Unit-I
SORTING
Bubble Sort Algorithm
Bubble Sort is a simple algorithm which is used to sort a given set of n elements provided
in form of an array with n number of elements. Bubble Sort compares all the element one
by one and sort them based on their values.
If the given array has to be sorted in ascending order, then bubble sort will start by
comparing the first element of the array with the second element, if the first element is
greater than the second element, it will swap both the elements, and then move on to
compare the second and the third element, and so on.
If we have total n elements, then we need to repeat this process for n-1 times.

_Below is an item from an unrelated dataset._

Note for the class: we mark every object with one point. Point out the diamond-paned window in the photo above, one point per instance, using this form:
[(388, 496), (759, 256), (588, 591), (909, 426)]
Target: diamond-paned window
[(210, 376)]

It is known as bubble sort, because with every complete iteration the largest element in
the given array, bubbles up towards the last place or the highest index, just like a water
bubble rises up to the water surface.
Sorting takes place by stepping through all the elements one-by-one and comparing it with
the adjacent element and swapping them if required.
Steps:
1. Starting with the first element(index = 0), compare the current element with the
next element of the array.
2. If the current element is greater than the next element of the array, swap them.
3. If the current element is less than the next element, move to the next element.
Repeat Step 1.
Example:
Selection Sort
Selection Sort algorithm is used to arrange a list of elements in a particular order (Ascending or
Descending). In selection sort, the first element in the list is selected and it is compared
repeatedly with remaining all the elements in the list. If any element is smaller than the
selected element (for Ascending order), then both are swapped. Then we select the element at
second position in the list and it is compared with remaining all elements in the list. If any
element is smaller than the selected element, then both are swapped. This procedure is
repeated till the entire list is sorted.
Step by Step Process
The selection sort algorithm is performed using following steps...

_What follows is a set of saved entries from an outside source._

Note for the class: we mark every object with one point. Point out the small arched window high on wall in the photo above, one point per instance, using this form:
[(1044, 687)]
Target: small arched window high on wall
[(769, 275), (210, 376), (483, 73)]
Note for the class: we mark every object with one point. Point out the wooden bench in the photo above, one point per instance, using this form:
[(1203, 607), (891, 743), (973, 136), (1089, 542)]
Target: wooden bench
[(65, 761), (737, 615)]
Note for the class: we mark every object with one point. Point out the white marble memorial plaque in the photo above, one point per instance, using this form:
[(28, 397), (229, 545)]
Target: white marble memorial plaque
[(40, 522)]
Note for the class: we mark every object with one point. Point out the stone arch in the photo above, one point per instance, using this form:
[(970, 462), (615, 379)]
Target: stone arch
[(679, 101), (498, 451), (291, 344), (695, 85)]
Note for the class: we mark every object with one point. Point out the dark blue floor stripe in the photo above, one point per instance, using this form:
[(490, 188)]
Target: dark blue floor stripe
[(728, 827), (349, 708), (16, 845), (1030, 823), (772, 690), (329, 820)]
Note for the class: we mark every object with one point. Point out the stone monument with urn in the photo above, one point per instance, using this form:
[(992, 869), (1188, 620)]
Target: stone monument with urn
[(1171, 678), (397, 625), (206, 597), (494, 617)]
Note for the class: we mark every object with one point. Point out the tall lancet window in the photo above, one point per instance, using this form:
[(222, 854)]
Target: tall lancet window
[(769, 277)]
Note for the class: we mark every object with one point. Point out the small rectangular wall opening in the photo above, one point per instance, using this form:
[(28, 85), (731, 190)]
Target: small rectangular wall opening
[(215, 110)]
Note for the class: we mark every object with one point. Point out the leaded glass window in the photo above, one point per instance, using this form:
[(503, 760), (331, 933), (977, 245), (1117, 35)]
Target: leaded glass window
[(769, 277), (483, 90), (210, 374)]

Step 1: Select the first element of the list (i.e., Element at first position in the list).
Step 2: Compare the selected element with all other elements in the list.

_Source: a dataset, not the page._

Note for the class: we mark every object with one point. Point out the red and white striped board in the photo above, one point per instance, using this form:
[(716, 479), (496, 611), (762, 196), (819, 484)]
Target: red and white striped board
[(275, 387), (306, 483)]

Step 3: For every comparision, if any element is smaller than selected element (for Ascending
order), then these two are swapped.
Step 4: Repeat the same procedure with next position in the list till the entire list is sorted.
Algorithm:
Small=arr[L]
for i=L to u do
{
Small=arr[i], pos=i
For j=i+1 to u do
{
If arr[j]<small then
{
Small=arr[j]
pos=j
}
}
j=j+1
temp=arr[i]
arr[i]=small
arr[pos]=temp
}
end
Complexity of the Insertion Sort Algorithm
To sort a unsorted list with 'n' number of elements we need to make ((n-1)+(n-2)+(n-3)+......+1)
= (n (n-1))/2 number of comparisions in the worst case. If the list already sorted, then it
requires 'n' number of comparisions.
Worst Case : O(n2)
Best Case : Ω(n2)
Average Case : Θ(n2)
INSERTION SORT:
Sorting is the process of arranging a list of elements in a particular order (Ascending or
Descending).
Insertion sort algorithm arranges a list of elements in a particular order. In insertion sort
algorithm, every iteration moves an element from unsorted portion to sorted portion until all
the elements are sorted in the list.
Step by Step Process
The insertion sort algorithm is performed using following steps...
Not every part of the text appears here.